Et de nombreux autres ouvrages, dont certains ne nous sont parvenus que par citations dans les livres de ses élèves.
Sa poésie : Ash-Shâfi'î était également un poète distingué, et son Dîwân contient des perles de sagesse encore récitées aujourd'hui. Il dit : « Si la poésie n'était pas un défaut pour les savants, j'aurais été à cette époque un poète plus excellent que Labîd ibn Rabî'a. »
Son décès : Il mourut à l'âge de 54 ans le 30 Rajab 204 H à al-Fustât, en Égypte, emporté par une maladie intestinale douloureuse qui l'affaiblit durant ses dernières années. Il fut enterré au cimetière de Banû 'Abd al-Hakam, près du mont al-Muqattam au Caire. Son mausolée dans le quartier qui porte aujourd'hui son nom au Caire est l'un des sites historiques les plus visités d'Égypte. Qu'Allâh lui accorde Sa vaste miséricorde et l'accueille dans Firdaws al-A'lâ.

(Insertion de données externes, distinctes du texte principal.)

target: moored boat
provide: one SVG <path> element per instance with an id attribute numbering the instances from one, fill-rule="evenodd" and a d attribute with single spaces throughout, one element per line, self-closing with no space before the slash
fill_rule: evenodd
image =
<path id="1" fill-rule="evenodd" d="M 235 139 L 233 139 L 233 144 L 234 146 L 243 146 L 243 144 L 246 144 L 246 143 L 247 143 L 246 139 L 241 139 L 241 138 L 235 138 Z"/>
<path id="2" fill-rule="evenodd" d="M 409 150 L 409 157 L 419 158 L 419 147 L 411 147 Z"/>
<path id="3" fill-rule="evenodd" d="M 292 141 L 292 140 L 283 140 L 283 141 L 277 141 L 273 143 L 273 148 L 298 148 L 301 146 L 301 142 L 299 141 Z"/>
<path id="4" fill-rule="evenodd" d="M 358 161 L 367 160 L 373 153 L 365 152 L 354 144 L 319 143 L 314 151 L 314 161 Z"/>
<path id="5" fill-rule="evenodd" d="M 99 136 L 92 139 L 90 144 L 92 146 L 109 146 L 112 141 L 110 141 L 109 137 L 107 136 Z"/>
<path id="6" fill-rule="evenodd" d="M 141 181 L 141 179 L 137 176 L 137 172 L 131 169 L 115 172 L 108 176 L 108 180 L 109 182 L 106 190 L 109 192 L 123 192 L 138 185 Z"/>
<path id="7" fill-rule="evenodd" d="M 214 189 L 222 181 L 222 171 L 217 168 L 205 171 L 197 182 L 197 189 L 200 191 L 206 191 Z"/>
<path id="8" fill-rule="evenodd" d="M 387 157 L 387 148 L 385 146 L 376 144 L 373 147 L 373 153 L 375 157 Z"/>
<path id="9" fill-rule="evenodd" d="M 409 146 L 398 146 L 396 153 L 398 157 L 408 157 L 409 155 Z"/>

Son héritage : L'imam ash-Shâfi'î (رحمه الله) est l'architecte intellectuel de la jurisprudence islamique classique. Avant lui, le fiqh existait sous forme de traditions régionales ; après lui, il devint une science avec une méthodologie claire, des sources hiérarchisées et des règles d'ijtihâd explicites. Sa Risâla est le premier livre de usûl al-fiqh de l'histoire, et son Kitâb al-Umm est l'un des plus grands ouvrages de fiqh de tous les temps. Son madhhab se répandit en Égypte, au Shâm, au Yémen, en Asie du Sud-Est et en Afrique de l'Est, devenant l'un des deux plus grands madhâhib d'Ahl as-Sunna par le nombre de ses adeptes. Mais son influence dépasse son propre madhhab : tous les mujtahidîn qui vinrent après lui — qu'ils soient hanafites, mâlikites, hanbalites ou zâhirites — héritèrent, consciemment ou non, de sa méthode systématique. Son parcours personnel — l'orphelin pauvre qui écrivait sur des os et qui devint le maître de toute la Oumma — est une preuve vivante que la sincérité, la pauvreté et la quête incessante du savoir sont les marques des saints serviteurs d'Allâh. Qu'Allâh nous fasse bénéficier de sa science.